How to traverse tree with specific properties - python

I have a tree as shown below.
Red means it has a certain property, unfilled means it doesn't have it. I want to minimise the Red checks.
If Red than all Ancestors are also Red (and should not be checked again).
If Not Red than all Descendants are Not Red.
The depth of the tree is d.
The width of the tree is n.
Note that children nodes have value larger than the parent.
Example: In the tree below,
Node '0' has children [1, 2, 3],
Node '1' has children [2, 3],
Node '2' has children [3] and
Node '4' has children [] (No children).
Thus children can be constructed as:
if vertex.depth > 0:
vertex.children = [Vertex(parent=vertex, val=child_val, depth=vertex.depth-1, n=n) for child_val in xrange(self.val+1, n)]
else:
vertex.children = []
Here is an example tree:
I am trying to count the number of Red nodes. Both the depth and the width of the tree will be large. So I want to do a sort of Depth-First-Search and additionally use the properties 1 and 2 from above.
How can I design an algorithm to do traverse that tree?
PS: I tagged this [python] but any outline of an algorithm would do.
Update & Background
I want to minimise the property checks.
The property check is checking the connectedness of a bipartite graph constructed from my tree's path.
Example:
The bottom-left node in the example tree has path = [0, 1].
Let the bipartite graph have sets R and C with size r and c. (Note, that the width of the tree is n=r*c).
From the path I get to the edges of the graph by starting with a full graph and removing edges (x, y) for all values in the path as such: x, y = divmod(value, c).
The two rules for the property check come from the connectedness of the graph:
- If the graph is connected with edges [a, b, c] removed, then it must also be connected with [a, b] removed (rule 1).
- If the graph is disconnected with edges [a, b, c] removed, then it must also be disconnected with additional edge d removed [a, b, c, d] (rule 2).
Update 2
So what I really want to do is check all combinations of picking d elements out of [0..n]. The tree structure somewhat helps but even if I got an optimal tree traversal algorithm, I still would be checking too many combinations. (I noticed that just now.)
Let me explain. Assuming I need checked [4, 5] (so 4 and 5 are removed from bipartite graph as explained above, but irrelevant here.). If this comes out as "Red", my tree will prevent me from checking [4] only. That is good. However, I should also mark off [5] from checking.
How can I change the structure of my tree (to a graph, maybe?) to further minimise my number of checks?
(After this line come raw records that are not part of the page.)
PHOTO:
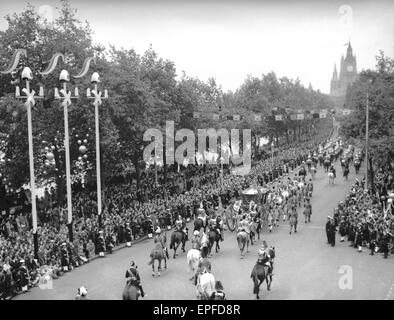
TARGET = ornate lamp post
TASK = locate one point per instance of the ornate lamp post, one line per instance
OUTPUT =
(30, 98)
(97, 96)
(66, 102)
(221, 159)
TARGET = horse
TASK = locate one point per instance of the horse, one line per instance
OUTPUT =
(205, 286)
(313, 172)
(178, 237)
(193, 259)
(330, 178)
(199, 223)
(255, 229)
(243, 240)
(346, 172)
(213, 237)
(261, 273)
(327, 164)
(130, 292)
(158, 254)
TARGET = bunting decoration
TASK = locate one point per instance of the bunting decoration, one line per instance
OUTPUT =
(296, 116)
(14, 61)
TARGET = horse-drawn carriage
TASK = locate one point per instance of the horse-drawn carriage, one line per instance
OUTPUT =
(247, 196)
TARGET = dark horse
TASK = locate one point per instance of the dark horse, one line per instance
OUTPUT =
(178, 237)
(261, 273)
(213, 237)
(130, 291)
(158, 254)
(255, 228)
(199, 223)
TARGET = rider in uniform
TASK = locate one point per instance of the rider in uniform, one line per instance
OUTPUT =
(202, 214)
(263, 257)
(159, 238)
(219, 226)
(181, 225)
(196, 240)
(133, 275)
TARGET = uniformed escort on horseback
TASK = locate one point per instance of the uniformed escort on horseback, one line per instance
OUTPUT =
(196, 240)
(133, 276)
(162, 239)
(181, 225)
(264, 258)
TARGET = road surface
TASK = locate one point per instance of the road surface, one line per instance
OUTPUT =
(306, 267)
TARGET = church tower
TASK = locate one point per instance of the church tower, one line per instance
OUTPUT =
(347, 74)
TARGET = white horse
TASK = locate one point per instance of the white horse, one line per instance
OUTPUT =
(193, 258)
(205, 286)
(330, 178)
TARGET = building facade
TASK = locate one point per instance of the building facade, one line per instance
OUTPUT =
(347, 74)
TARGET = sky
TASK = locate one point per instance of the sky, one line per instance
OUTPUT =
(228, 40)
Use a variant of the deletion–contraction algorithm for evaluating the Tutte polynomial (evaluated at (1,2), gives the total number of spanning subgraphs) on the complete bipartite graph K_{r,c}.
In a sentence, the idea is to order the edges arbitrarily, enumerate spanning trees, and count, for each spanning tree, how many spanning subgraphs of size r + c + k have that minimum spanning tree. The enumeration of spanning trees is performed recursively. If the graph G has exactly one vertex, the number of associated spanning subgraphs is the number of self-loops on that vertex choose k. Otherwise, find the minimum edge that isn't a self-loop in G and make two recursive calls. The first is on the graph G/e where e is contracted. The second is on the graph G-e where e is deleted, but only if G-e is connected.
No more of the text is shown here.